IMO this creates a "loophole" of sorts, especially when you consider that if a licensing fee has already been paid for the "performance", the copyright holder has ALREADY recieved compensation - I know the "legal theory" is that they could or should be compensated for EVERY "needle drop" (every time anyone anywhere listens to the licensed work), but as a practical matter, this is hard if not impossible to to achieve (if you had to pay EVERY time you listened to a CD or MP3, instead of "buying" the right to listen anytime you wanted, would you buy ANY music??).

There are many aspects here, but conceptually, as long as a copyright holder is compensated from the licensing of the performance, if they did not prohibit videotaping of that specific performance, the horse is out of the barn IMO...

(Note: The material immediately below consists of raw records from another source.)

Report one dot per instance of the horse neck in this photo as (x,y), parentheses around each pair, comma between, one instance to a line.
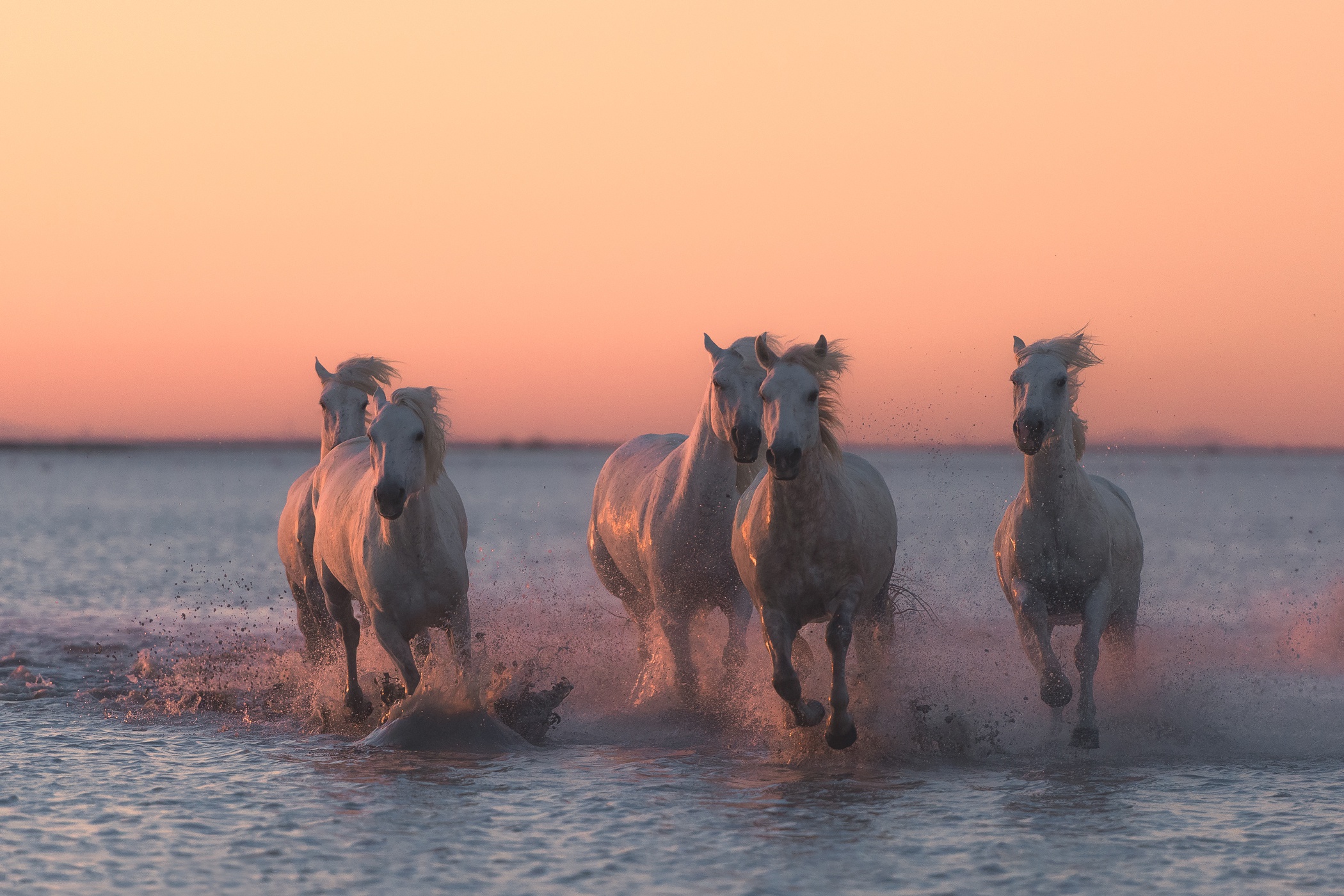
(412,527)
(804,495)
(1053,473)
(706,452)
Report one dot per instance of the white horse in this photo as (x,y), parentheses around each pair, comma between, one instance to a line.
(344,402)
(1069,550)
(663,512)
(815,535)
(392,534)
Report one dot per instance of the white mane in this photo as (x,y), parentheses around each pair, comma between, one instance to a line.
(1076,352)
(365,372)
(425,403)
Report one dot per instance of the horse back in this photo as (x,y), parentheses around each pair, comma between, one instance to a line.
(621,495)
(1126,543)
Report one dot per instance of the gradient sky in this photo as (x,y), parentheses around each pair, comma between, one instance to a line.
(541,207)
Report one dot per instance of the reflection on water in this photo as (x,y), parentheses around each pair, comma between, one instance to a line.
(157,730)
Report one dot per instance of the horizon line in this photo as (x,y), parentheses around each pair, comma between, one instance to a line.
(543,444)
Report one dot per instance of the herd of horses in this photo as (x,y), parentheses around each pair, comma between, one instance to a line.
(683,524)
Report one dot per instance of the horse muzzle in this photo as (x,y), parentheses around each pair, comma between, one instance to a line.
(746,444)
(1030,436)
(784,464)
(392,500)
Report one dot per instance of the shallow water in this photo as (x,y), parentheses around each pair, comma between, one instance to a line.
(157,728)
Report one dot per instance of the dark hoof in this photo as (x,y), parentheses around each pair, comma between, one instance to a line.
(392,691)
(808,714)
(359,708)
(1055,689)
(1085,739)
(842,739)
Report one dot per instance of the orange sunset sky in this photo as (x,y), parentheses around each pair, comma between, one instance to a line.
(541,207)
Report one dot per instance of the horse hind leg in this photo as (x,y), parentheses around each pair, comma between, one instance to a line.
(740,616)
(339,605)
(676,629)
(1085,655)
(398,648)
(842,731)
(778,640)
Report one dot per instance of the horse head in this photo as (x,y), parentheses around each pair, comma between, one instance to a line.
(799,404)
(344,398)
(406,442)
(1044,387)
(735,398)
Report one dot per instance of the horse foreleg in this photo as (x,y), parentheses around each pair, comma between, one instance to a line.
(1085,655)
(740,616)
(398,648)
(842,731)
(1034,629)
(459,627)
(339,605)
(676,628)
(778,640)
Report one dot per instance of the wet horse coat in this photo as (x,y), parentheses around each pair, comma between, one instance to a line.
(1069,550)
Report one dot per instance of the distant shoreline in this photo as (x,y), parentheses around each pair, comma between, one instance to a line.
(543,445)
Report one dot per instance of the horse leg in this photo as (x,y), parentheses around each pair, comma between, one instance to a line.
(1085,655)
(842,731)
(676,629)
(740,616)
(458,622)
(339,605)
(1034,629)
(778,640)
(398,648)
(1119,636)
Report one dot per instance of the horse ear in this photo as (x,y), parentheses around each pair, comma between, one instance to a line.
(764,352)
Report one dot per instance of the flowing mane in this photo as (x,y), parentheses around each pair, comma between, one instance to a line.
(827,369)
(1076,352)
(365,372)
(425,403)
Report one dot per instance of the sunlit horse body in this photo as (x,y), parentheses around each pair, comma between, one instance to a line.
(1069,550)
(663,513)
(392,534)
(344,402)
(815,535)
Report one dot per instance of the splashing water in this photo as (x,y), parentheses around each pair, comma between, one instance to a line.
(150,673)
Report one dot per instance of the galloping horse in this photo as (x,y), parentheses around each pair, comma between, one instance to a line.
(392,532)
(815,536)
(663,512)
(344,402)
(1069,550)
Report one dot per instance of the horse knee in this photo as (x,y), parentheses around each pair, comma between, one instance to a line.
(788,687)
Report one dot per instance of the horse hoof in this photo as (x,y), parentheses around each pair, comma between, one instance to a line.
(839,740)
(359,708)
(808,714)
(1085,738)
(1055,689)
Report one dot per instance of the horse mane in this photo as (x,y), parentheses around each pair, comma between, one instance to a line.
(1076,352)
(827,369)
(745,348)
(425,403)
(365,372)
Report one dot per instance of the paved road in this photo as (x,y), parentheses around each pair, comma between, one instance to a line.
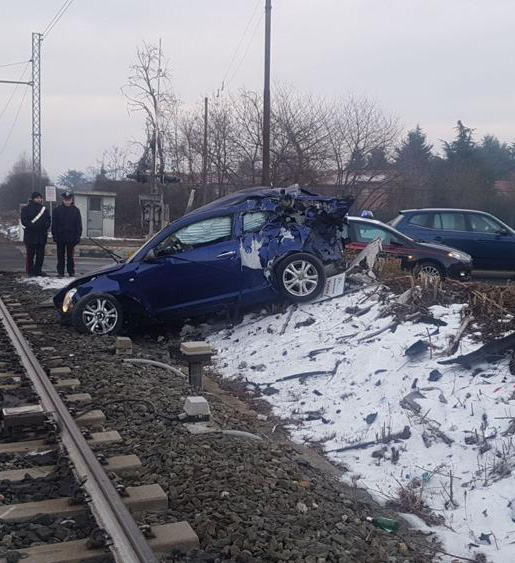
(13,260)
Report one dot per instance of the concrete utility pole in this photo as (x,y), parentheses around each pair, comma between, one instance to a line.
(204,148)
(155,190)
(37,38)
(265,178)
(36,108)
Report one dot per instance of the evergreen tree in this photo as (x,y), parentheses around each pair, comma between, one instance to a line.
(463,180)
(377,160)
(498,158)
(357,160)
(414,153)
(413,164)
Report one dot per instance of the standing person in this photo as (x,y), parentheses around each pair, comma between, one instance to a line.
(36,222)
(66,230)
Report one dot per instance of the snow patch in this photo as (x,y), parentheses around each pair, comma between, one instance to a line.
(341,383)
(48,282)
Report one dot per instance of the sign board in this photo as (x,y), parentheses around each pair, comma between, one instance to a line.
(50,193)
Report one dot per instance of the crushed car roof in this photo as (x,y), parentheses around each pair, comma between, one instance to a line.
(237,198)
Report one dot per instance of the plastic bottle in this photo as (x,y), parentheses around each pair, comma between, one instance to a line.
(386,524)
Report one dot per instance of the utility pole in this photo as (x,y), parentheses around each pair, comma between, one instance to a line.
(204,148)
(36,108)
(154,189)
(37,38)
(265,178)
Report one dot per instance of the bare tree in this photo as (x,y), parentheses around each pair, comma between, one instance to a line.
(114,164)
(149,91)
(356,129)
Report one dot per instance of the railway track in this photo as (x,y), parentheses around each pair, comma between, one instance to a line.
(38,424)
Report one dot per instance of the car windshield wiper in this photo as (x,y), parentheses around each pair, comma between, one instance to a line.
(116,257)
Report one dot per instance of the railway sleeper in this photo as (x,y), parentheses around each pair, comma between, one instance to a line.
(144,498)
(166,537)
(96,439)
(58,384)
(120,465)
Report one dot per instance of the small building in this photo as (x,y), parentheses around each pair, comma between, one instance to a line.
(97,210)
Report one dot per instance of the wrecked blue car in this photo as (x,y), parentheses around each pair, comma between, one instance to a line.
(255,246)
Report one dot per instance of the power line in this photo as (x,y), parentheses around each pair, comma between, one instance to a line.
(235,53)
(14,64)
(14,90)
(14,121)
(247,49)
(59,14)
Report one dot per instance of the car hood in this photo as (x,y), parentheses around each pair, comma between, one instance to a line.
(441,248)
(59,296)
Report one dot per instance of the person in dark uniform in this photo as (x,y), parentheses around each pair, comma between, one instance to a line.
(36,222)
(66,230)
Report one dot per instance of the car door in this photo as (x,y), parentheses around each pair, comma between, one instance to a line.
(494,245)
(362,233)
(195,269)
(450,228)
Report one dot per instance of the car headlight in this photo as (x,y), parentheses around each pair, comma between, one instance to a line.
(460,256)
(68,300)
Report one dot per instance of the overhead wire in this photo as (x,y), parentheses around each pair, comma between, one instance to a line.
(240,43)
(247,49)
(14,121)
(59,14)
(14,90)
(15,64)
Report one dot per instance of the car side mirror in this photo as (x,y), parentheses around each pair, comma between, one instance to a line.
(151,257)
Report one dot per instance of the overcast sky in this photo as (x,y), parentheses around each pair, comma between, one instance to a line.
(430,62)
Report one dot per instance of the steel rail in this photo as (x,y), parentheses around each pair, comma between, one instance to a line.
(128,543)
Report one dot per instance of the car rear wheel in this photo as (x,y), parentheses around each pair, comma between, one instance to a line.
(99,314)
(429,270)
(301,277)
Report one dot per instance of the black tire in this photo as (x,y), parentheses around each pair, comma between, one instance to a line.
(311,278)
(98,313)
(432,270)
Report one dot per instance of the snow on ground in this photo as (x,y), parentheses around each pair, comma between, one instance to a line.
(12,232)
(45,282)
(355,397)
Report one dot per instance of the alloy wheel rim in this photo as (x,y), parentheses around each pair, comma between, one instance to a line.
(430,272)
(100,316)
(300,278)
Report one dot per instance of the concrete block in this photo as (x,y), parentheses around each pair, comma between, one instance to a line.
(57,372)
(67,384)
(166,537)
(196,348)
(196,406)
(78,398)
(123,345)
(145,497)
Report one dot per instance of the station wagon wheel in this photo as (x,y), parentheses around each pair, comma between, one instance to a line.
(429,270)
(97,314)
(301,277)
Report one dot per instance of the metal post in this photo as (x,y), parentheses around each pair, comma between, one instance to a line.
(204,151)
(36,108)
(265,178)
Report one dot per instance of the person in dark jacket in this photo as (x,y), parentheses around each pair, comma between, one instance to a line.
(66,230)
(35,220)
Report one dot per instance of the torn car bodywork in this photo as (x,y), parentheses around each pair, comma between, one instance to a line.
(296,223)
(223,254)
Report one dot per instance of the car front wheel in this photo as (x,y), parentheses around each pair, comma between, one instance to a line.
(301,277)
(429,270)
(99,314)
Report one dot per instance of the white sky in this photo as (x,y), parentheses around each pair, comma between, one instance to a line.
(428,61)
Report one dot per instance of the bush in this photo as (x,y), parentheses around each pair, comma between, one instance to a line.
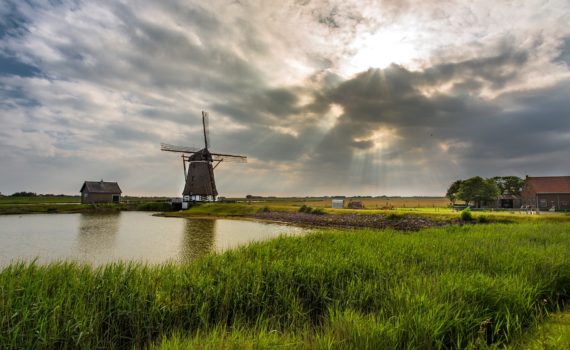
(466,215)
(483,219)
(264,210)
(318,211)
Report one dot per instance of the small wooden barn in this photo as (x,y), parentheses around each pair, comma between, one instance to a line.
(100,192)
(355,205)
(547,192)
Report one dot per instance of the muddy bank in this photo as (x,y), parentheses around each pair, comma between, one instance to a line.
(379,221)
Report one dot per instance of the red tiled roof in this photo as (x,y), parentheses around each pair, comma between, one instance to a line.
(549,184)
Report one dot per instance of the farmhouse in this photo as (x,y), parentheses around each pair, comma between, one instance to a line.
(337,203)
(100,192)
(547,192)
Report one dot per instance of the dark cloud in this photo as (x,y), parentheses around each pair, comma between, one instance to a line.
(564,55)
(109,81)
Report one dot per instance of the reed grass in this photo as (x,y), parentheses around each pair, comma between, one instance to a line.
(444,288)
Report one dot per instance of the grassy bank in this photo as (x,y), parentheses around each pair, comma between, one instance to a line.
(452,287)
(438,214)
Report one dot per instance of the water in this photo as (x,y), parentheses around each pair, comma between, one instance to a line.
(139,236)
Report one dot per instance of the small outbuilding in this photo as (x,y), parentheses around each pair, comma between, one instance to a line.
(355,205)
(547,192)
(100,192)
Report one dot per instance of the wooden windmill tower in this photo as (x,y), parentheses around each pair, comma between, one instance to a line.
(199,165)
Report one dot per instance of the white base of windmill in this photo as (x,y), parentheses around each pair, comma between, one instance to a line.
(186,200)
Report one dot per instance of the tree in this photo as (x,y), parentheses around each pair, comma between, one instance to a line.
(477,189)
(509,184)
(452,191)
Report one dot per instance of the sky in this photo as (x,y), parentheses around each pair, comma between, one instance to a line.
(347,97)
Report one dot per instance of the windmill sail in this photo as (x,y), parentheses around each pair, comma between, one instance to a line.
(180,149)
(206,126)
(200,184)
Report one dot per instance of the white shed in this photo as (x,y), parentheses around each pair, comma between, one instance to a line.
(338,203)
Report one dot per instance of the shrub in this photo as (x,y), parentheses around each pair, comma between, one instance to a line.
(264,210)
(466,215)
(483,219)
(318,211)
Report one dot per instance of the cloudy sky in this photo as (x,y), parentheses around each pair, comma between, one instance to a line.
(323,97)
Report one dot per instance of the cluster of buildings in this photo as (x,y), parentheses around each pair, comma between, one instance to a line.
(538,192)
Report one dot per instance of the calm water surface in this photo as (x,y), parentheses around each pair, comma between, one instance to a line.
(102,238)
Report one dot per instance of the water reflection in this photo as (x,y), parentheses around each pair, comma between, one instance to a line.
(102,238)
(97,233)
(198,239)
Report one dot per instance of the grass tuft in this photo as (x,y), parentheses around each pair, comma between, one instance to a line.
(453,287)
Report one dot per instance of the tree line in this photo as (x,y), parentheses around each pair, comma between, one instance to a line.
(478,189)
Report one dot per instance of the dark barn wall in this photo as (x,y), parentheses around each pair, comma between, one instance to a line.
(561,201)
(98,198)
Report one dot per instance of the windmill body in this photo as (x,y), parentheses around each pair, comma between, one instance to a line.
(199,165)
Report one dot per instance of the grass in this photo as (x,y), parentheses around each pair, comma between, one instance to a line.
(453,287)
(245,209)
(553,334)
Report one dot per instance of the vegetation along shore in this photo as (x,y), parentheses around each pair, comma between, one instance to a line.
(449,287)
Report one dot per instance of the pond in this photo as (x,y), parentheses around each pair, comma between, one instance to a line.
(138,236)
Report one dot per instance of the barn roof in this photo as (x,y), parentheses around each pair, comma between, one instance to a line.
(100,187)
(549,184)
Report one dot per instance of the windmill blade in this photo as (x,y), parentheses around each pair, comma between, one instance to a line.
(206,125)
(229,158)
(180,149)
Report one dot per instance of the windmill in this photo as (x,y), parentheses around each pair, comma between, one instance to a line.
(199,165)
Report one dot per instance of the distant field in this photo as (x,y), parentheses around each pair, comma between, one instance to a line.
(370,203)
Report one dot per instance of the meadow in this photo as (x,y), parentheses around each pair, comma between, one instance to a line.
(471,286)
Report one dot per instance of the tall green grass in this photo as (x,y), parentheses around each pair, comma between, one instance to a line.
(453,287)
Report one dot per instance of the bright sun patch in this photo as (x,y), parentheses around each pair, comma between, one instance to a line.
(381,49)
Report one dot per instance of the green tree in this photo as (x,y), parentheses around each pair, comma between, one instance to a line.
(477,189)
(452,191)
(509,184)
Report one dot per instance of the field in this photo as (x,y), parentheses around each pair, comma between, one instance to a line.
(440,288)
(368,202)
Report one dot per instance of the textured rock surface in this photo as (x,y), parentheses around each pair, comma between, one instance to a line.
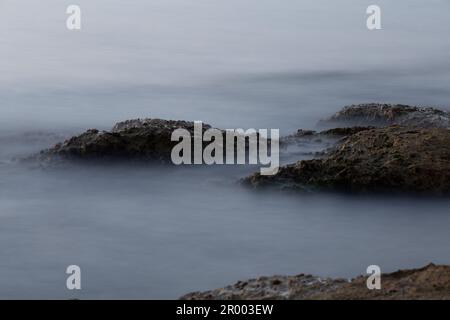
(147,139)
(375,114)
(391,159)
(430,282)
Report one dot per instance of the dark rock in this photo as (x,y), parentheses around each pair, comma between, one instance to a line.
(429,282)
(379,115)
(394,159)
(147,139)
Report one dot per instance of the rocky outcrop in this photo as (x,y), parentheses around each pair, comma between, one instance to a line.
(146,139)
(430,282)
(393,159)
(379,115)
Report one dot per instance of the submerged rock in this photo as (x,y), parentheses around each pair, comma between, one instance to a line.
(429,282)
(379,115)
(393,159)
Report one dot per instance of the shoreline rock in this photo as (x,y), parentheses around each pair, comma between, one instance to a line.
(429,282)
(142,139)
(380,115)
(393,159)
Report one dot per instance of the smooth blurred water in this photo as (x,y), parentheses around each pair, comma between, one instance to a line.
(143,232)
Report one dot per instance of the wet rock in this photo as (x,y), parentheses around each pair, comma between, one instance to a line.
(379,115)
(393,159)
(146,139)
(270,288)
(429,282)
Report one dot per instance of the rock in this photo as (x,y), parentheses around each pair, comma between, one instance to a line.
(147,139)
(270,288)
(393,159)
(375,114)
(429,282)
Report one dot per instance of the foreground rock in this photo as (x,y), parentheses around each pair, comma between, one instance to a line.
(380,115)
(394,159)
(146,139)
(430,282)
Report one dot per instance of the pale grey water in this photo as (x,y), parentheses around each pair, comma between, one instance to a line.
(158,232)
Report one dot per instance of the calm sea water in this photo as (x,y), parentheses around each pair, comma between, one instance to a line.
(151,232)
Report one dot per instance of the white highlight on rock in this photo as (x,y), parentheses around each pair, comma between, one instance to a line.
(235,147)
(374,20)
(73,22)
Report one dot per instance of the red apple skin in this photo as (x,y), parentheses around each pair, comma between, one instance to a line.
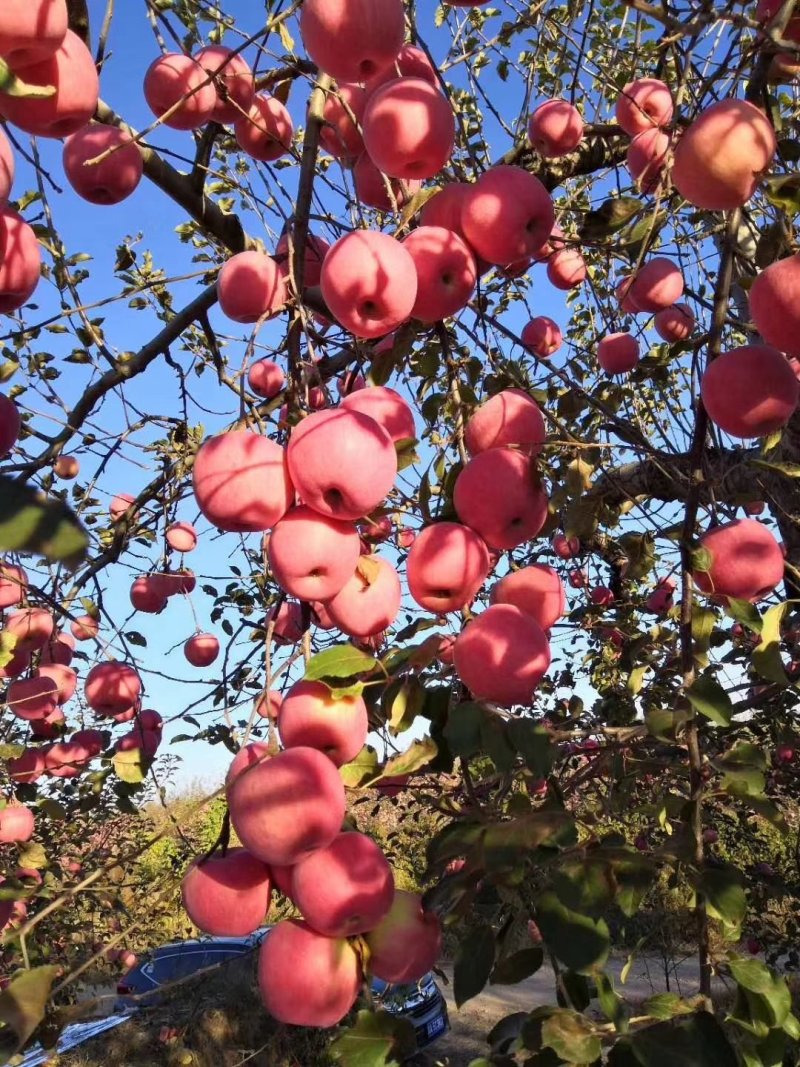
(32,698)
(234,74)
(370,186)
(750,392)
(555,129)
(112,687)
(31,30)
(345,889)
(65,679)
(267,131)
(507,215)
(309,716)
(409,128)
(566,269)
(251,286)
(340,137)
(266,379)
(774,304)
(16,824)
(537,590)
(20,269)
(313,556)
(288,806)
(227,895)
(657,285)
(66,467)
(446,567)
(241,481)
(181,537)
(497,495)
(13,585)
(307,980)
(72,70)
(369,283)
(646,158)
(406,943)
(342,463)
(368,603)
(542,336)
(201,650)
(642,105)
(386,407)
(674,323)
(352,40)
(173,78)
(446,272)
(747,561)
(618,353)
(501,655)
(510,417)
(32,627)
(719,160)
(85,627)
(110,181)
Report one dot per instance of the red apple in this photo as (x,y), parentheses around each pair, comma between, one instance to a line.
(643,105)
(70,69)
(720,159)
(369,283)
(556,129)
(498,495)
(352,40)
(251,286)
(313,556)
(287,806)
(502,655)
(537,590)
(344,889)
(750,392)
(241,481)
(342,462)
(446,567)
(227,895)
(307,980)
(406,942)
(313,717)
(745,561)
(174,79)
(507,215)
(510,417)
(266,131)
(110,181)
(234,81)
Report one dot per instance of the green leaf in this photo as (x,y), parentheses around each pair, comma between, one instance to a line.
(360,769)
(474,961)
(415,757)
(518,966)
(571,1035)
(707,697)
(766,657)
(579,941)
(24,1001)
(377,1039)
(46,526)
(339,662)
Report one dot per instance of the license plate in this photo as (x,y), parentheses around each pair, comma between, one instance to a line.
(435,1025)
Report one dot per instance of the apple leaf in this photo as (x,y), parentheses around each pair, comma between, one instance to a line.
(378,1039)
(24,1001)
(32,522)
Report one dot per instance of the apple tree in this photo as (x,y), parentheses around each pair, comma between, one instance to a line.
(422,419)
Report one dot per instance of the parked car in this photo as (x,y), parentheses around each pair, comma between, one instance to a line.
(421,1003)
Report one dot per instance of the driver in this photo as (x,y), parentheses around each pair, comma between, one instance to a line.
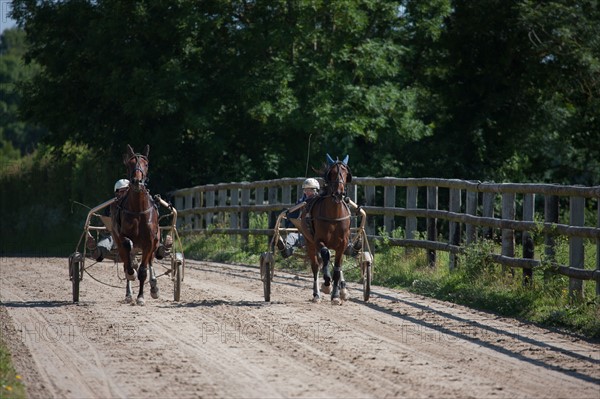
(310,188)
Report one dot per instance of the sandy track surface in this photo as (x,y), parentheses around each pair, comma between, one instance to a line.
(222,340)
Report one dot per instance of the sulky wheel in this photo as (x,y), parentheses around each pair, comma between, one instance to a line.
(75,273)
(366,280)
(177,270)
(366,268)
(266,273)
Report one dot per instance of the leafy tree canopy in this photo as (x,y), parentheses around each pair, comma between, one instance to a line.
(236,90)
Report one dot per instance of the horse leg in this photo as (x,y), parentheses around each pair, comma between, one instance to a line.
(129,259)
(326,286)
(142,278)
(344,295)
(153,282)
(128,292)
(315,267)
(337,277)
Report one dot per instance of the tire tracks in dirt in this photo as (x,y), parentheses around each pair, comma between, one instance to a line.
(223,340)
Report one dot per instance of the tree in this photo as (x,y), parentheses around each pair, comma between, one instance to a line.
(16,136)
(230,90)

I don't want to have this thread get too crazy, but these aspects of copyright ARE grey areas, so it's fair to discuss. FWIW, Steve is my "evil twin" on this subject, and while we love the intellectual discourse, it's probably a bit much for most people to watch the "mindwrestling"! I appreciate Steve a LOT both as an alternative viewpont and as a worthy "adversary" - we're like the two guys at the "virtual bar" debating whether Wonder Woman or Catwoman is "hotter" <wink>!

Hope this helps put a handle on a "tricky" subject, you might also search "Carterphone" here for another thread that Chris (our host) started that adds further intellectual examination to the theoretical aspects, and might be worth the read!

Dave Blackhurst June 11th, 2010 05:20 PM

Quote:

Originally Posted by Steve House (Post 1537530)
Put yourself in the position of the songwriters and music publishers who earns their living by licensing the use of their work. Why should he be forced to accept less than fair market value for his work just in order to make it accessible to you or to make profitable for you to shoot videos of its performance when you charge a rate your clients will accept? As an event videogrpaher you may feel your video work is worth $1000 per hour and you may have clients who are willing and eager to pay that amount because they feel you're really, really that good and worth every penny ... would it be fair for Congress to legislate that you can charge your clients no more than $10 per hour just so Joe Sixpack can afford your services when he wants you to shoot his wedding? (Alas, in these days of political correctness someone would probably argue that your high prices unfairly discriminate against the 'common man'.) That's what you are asking they do with regard to the music you wish to film - to force a price low enough that you can afford it. It's not that the present cost is unreasonable, it's just that you (or your clients when you attempt pass it through to them in the form of higher prices) don't want to pay the fair market value for the songwriter's labour.

In a free market everyone MUST (and I do mean MUST!!) have a right to price their "services" or "product" as they see fit - the market can and will determine whether: A) the price is fair and B) whether that "property" (as in IP, service, or product) prospers of fades away.

As a practical matter, you can argue over whether a "free market" works or not, I'd say maybe it's not the "best", but others are worse... so there ya go.

As a simple practical matter, If you are an IP owner/creator, you want to be able to benefit from and "control" your creative work, and you should respect the same rights to your "fellow creators". Only fair, right? THAT should be the bottom line, and the problem arises when the technology leapfrogs the rights structure, as it has with the digital revolution. The principles remain the same, but when it's all 1's and 0's, the "control" (and thus the trail for compensation to get back to the creator) becomes more difficult, simply because the methodology to "copy" 1's and 0's is now democratized and ubiquitous.